To make matters worse, people often try to help by adding entries to the makefiles which download the correct version for that project, but some people have the newer arm chips and others are still on x86 so confusion of a new kind ensues. Of course it's easy to fix these scripts to detect the local architecture, but that's a whole extra step.
And then maybe you're trying to make this stuff work in CircleCI or somesuch, and you don't want the workflow to just be reaching out via https and blindly running whatever comes across the wire because who knows if it'll be the same thing tomorrow, so you add hash checks, but once you've got the hash checks and the architecture checks and you're checking the right hash for your architecture... we'll you've basically got a poor man's flake.lock at that point, might as well use the same nix config in both places rather than use homebrew or apt or whatever locally and then figure out how to do the same thing via circleci orbs in yaml and god forbid you have to do it in prod too so now there's a Dockerfile... Having a single source of truth for dependencies and using it everywhere is super handy.
That's work. Another example is in my personal projects. I use helix, so there's a .helix/languages.toml in my repo which defines the language servers that I'd like it to use for that project. But merely pointing helix at the language server isn't enough, it also has to be on the PATH. My older projects are using mypy, and my newer ones are using pyright (python type checkers).
Sure I guess I could just install both at the system level everywhere I go, but when I clone the project on a new machine I want to have everything work right away--I don't want to start coding and then wonder why my editor sucks and then go discover and install the right LSP and then resume coding. I'd end up with a smattering of different versions installed across all of my devices, even for the same project. If I find a bug which happens on this machine but not that one, I'd have a much harder time knowing where to start re: debugging it.

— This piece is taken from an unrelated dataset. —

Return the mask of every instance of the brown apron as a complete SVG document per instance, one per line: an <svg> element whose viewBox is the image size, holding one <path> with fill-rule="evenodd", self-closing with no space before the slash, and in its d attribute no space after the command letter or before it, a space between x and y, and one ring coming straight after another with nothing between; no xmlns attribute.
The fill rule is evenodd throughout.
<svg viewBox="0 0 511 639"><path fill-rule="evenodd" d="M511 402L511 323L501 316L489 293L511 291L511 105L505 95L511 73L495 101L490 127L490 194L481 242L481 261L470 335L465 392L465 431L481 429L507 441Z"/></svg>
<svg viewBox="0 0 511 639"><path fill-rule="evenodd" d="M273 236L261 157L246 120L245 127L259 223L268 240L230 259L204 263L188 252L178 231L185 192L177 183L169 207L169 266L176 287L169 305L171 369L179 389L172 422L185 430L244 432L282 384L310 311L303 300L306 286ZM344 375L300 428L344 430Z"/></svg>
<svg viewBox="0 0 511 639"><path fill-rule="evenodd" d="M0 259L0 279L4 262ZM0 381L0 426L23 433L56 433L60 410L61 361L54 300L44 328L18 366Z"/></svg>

Finally there's this idea that maybe you don't even have to clone the repo, you can just reference the app you want to run from anywhere. I invoke some of my tools like:
nix run git+ssh://[email protected]/myorg/myrepo -- mycli --best-arg
Nix knows how to set up the environment for running the app (the one I have in mind is written in python, so a certain version of poetry is involved etc...) so I really don't need the caller to think about that environment at all. I like this because it decouples the orchestrator from the executor. So if I can manage to get something working locally with one of these commands, then I can go put the command someplace weird like in an Airflow DAG (kubernetes pod operator, NixOS image) and I have a pretty strong assurance that it'll work the same in the remote environment as it does locally.
From the perspective of a nix user, these problems are all the same problem and they're everywhere and nix is the only thing that solves all of them at once. My feeling is that from the outside, they look like separate problems, and it's not clear just how many of them are solved by nix--so the juice doesn't appear to be worth the squeeze.